I went on a search of opinions of what the Canadians think of the shape Canada is in. My trip started right here in Hope, B.C. and went to Sault Ste. Marie, Ontario and back to Hope B.C.
My first day took me to a campground in Moxie Lake a few miles west of Cranbrook B.C. The people there did not seem to have a care in the world, they were really enjoying their holiday’s.
On the second day I went through Calgary, as always the city seemed to be busy getting ready for their yearly Stampede, then I ended up in Edmonton, Alberta. Edmonton was very, very busy construction wise, but even so their hostels were feeding and bedding homeless people to their capacity.
Continuing east on Yellowhead Highway, major cities like Lloydminister and Saskatoon were being overwhelmed by people using the food banks and hostels. In most small towns where I stopped to refuel my van, I was sure to find the food bank timetable on their notice boards. Most farmers were complaining about the high cost of feed for their animals and the lack of rain this late in the year.

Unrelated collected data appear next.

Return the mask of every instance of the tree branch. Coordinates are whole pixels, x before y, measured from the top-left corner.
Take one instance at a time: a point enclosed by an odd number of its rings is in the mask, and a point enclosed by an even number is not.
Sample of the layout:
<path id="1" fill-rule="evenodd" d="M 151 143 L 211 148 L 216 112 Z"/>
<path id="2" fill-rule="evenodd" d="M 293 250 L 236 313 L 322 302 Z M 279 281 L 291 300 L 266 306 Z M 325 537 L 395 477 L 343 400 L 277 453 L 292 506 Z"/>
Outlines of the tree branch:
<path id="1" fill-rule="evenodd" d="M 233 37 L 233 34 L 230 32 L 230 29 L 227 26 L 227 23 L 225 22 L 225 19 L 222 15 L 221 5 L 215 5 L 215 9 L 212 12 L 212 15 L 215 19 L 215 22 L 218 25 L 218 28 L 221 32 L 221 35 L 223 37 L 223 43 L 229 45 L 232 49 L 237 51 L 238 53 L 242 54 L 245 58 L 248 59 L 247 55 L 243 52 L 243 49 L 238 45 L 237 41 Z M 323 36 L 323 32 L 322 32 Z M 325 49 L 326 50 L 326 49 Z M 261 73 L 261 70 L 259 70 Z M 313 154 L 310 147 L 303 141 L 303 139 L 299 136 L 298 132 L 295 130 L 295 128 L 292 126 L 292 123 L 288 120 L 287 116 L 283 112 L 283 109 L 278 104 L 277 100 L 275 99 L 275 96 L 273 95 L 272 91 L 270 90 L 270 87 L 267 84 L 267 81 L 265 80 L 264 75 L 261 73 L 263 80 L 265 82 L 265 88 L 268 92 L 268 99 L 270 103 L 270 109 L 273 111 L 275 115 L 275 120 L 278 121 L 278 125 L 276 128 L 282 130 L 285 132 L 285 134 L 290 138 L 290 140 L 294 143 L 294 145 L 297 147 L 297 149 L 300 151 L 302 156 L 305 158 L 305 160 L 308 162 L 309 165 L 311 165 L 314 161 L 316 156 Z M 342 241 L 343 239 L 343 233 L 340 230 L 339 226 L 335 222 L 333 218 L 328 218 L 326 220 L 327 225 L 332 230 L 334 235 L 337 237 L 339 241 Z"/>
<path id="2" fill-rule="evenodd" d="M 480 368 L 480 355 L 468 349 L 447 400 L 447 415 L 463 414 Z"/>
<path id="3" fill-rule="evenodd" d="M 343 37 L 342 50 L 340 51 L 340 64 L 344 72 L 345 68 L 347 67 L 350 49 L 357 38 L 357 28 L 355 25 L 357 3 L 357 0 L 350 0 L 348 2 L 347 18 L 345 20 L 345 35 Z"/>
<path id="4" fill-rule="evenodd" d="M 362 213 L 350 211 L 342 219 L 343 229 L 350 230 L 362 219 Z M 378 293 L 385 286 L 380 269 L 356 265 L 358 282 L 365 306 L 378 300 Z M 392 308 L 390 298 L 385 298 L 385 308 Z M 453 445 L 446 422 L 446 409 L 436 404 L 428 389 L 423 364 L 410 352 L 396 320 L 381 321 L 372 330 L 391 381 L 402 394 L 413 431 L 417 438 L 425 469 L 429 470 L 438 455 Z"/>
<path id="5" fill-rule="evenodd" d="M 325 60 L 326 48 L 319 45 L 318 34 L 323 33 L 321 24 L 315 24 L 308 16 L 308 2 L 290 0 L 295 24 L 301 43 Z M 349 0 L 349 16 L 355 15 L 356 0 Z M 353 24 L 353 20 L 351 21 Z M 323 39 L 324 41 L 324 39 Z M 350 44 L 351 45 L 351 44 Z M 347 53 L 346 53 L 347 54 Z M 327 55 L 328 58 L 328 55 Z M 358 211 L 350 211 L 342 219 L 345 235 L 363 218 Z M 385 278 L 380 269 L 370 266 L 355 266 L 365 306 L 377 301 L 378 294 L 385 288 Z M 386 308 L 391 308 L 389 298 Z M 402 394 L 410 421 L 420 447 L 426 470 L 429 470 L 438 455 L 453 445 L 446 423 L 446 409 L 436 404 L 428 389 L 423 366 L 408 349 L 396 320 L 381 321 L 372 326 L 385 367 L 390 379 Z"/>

When it comes to Manitoba, I decided not to check on Winterpeg for personal reasons, bad things have a tendency of happening to me during visits to this city.
Although I have to say that Manitoba has the best highway as far as the Trans Canada highway is concerned. There is also a lack of passing lane available, during designated passing zones — which makes it hard to pass when the speed limit is only 90 km/h.
Ontario also has a problem with the growing need for food banks and for hostels. My former hometown, the Soo has been changing tremendously since I left, and that has been about 40 years ago. You can shoot a cannon down main street after 6 o’clock, without worrying about hitting anyone.
Last but not least, I wavered from my idea of speaking to Canadians about the shape Canada is in today. In my opinion we better start to worry about the situation in Greece, to avoid what is presently happening there. With a forthcoming general election, it is time to wake up our politicians from their doldrums before it’s too late.